Dieses Gesetz erlaubt neben den öffentlich-rechtlichen Rundfunkanstalten zwei Arten von Privatsendern: kommerzielle und gemeinnützige. Beide unterliegen einer ganzen Reihe von gesetzlichen Auflagen, gemeinnützige Radios haben Anspruch auf staatliche Gelder, wenn sie bestimmte Informationen von öffentlichem Interesse verbreiten. Beide senden Werbung.

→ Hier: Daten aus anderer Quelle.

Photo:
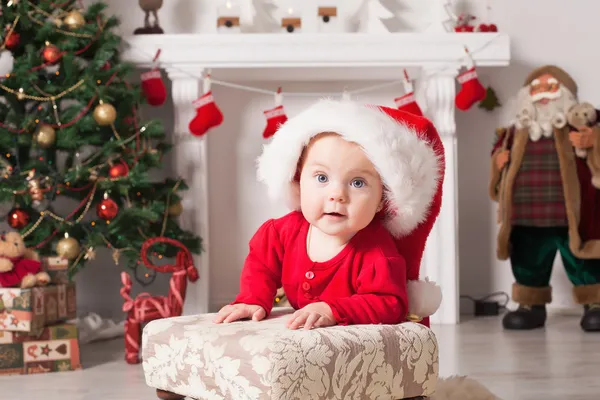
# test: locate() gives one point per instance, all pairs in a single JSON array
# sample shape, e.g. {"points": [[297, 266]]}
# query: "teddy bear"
{"points": [[580, 116], [19, 266]]}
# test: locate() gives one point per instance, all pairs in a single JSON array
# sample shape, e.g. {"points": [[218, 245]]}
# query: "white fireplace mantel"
{"points": [[316, 57]]}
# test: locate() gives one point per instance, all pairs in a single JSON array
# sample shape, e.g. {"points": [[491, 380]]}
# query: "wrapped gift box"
{"points": [[58, 269], [31, 310], [55, 349]]}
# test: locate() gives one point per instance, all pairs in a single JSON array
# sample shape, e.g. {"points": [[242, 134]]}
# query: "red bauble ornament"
{"points": [[12, 40], [51, 54], [107, 209], [18, 219], [119, 170]]}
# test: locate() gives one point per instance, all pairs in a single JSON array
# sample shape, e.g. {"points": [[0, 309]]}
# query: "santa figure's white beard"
{"points": [[540, 119]]}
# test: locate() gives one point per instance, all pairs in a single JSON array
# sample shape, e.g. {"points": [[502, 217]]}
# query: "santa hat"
{"points": [[405, 149]]}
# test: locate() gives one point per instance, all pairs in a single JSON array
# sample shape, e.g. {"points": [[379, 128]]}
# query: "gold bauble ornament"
{"points": [[68, 248], [175, 209], [74, 20], [45, 136], [105, 114]]}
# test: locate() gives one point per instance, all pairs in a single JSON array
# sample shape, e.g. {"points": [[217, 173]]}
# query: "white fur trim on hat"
{"points": [[406, 162]]}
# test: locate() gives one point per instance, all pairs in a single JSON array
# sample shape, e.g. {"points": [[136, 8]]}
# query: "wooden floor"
{"points": [[560, 362]]}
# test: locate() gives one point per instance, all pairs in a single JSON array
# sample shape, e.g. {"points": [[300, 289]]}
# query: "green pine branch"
{"points": [[84, 151]]}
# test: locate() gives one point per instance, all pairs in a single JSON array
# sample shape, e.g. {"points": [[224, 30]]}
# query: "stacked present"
{"points": [[34, 334]]}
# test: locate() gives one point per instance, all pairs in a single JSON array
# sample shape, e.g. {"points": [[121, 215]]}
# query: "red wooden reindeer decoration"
{"points": [[145, 308]]}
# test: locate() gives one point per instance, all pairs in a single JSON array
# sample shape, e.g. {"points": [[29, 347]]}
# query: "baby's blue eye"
{"points": [[321, 178], [358, 183]]}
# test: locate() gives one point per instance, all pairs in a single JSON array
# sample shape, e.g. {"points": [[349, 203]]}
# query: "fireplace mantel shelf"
{"points": [[264, 54], [437, 57]]}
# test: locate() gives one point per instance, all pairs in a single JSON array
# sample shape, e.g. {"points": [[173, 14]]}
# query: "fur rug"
{"points": [[461, 388]]}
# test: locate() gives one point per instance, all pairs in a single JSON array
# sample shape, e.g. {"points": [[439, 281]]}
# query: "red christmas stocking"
{"points": [[408, 103], [275, 117], [208, 115], [153, 87], [471, 91]]}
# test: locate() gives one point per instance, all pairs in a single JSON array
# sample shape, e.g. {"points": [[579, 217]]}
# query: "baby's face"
{"points": [[340, 190]]}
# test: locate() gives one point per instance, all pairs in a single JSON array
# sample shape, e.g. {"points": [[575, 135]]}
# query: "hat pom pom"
{"points": [[424, 298]]}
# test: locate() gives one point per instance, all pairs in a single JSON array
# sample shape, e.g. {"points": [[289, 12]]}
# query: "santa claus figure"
{"points": [[547, 202]]}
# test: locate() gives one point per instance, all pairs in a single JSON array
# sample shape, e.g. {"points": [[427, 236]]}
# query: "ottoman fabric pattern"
{"points": [[194, 357]]}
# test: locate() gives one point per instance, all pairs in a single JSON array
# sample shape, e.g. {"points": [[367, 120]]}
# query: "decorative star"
{"points": [[116, 256], [46, 350], [90, 254]]}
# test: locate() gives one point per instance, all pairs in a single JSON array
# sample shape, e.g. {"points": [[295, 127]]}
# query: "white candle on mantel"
{"points": [[290, 9], [228, 17]]}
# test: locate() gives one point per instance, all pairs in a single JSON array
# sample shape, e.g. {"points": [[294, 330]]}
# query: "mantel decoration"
{"points": [[434, 76], [150, 7], [209, 115]]}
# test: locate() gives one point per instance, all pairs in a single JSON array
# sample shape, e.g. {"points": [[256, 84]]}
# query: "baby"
{"points": [[364, 184]]}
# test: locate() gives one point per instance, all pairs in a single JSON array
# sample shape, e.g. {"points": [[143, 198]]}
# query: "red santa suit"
{"points": [[367, 281]]}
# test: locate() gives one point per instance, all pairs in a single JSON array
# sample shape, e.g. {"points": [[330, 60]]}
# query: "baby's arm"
{"points": [[381, 296], [261, 276]]}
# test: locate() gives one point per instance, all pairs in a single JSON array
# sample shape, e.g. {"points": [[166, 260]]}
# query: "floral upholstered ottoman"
{"points": [[190, 356]]}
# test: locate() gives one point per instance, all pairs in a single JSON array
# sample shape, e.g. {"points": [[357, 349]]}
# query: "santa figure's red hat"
{"points": [[407, 152]]}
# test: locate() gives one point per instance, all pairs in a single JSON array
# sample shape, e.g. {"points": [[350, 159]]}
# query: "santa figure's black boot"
{"points": [[590, 322], [525, 318]]}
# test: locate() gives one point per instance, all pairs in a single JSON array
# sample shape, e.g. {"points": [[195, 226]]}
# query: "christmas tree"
{"points": [[75, 155]]}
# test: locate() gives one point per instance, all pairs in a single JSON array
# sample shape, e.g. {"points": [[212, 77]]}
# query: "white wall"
{"points": [[238, 205]]}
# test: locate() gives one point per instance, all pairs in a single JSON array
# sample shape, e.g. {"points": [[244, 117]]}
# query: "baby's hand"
{"points": [[231, 313], [317, 315]]}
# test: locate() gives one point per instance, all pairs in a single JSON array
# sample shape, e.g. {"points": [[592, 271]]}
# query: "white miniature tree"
{"points": [[262, 12], [247, 12], [370, 16], [443, 17]]}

Mit dem Konzept der Freien Radios hat das nur noch sehr wenig zu tun. Die meisten Freien Radios mussten irgendwann in den Achtzigern oder spätestens in den Neunzigern aufgeben. Manche der größeren Redaktionen schafften es zu überleben, konnten sich sogar vergrößern und neue Frequenzen hinzukaufen. Sie sind professioneller geworden, haben ihre Möglichkeiten verbessert und sich technisch weiter entwickelt. Dazu gehört auch der Auftritt im Internet. Radio Popolare in Mailand etwa - ehemals eines der großen Freien Radios - hat das Popolare Network gegründet, an dem knapp zwanzig kleine lokale Sender beteiligt sind und die Möglichkeit erhalten, ins Netz zu gehen. Eins dieser kleinen Radios ist das Fragola in Triest. Seit 1984 sendet Fragola aus einem Studio in einer ehemaligen Psychiatrie. Auch Radio Sherwood in Padua und das Onda Rossa in Rom sind immer noch aktiv.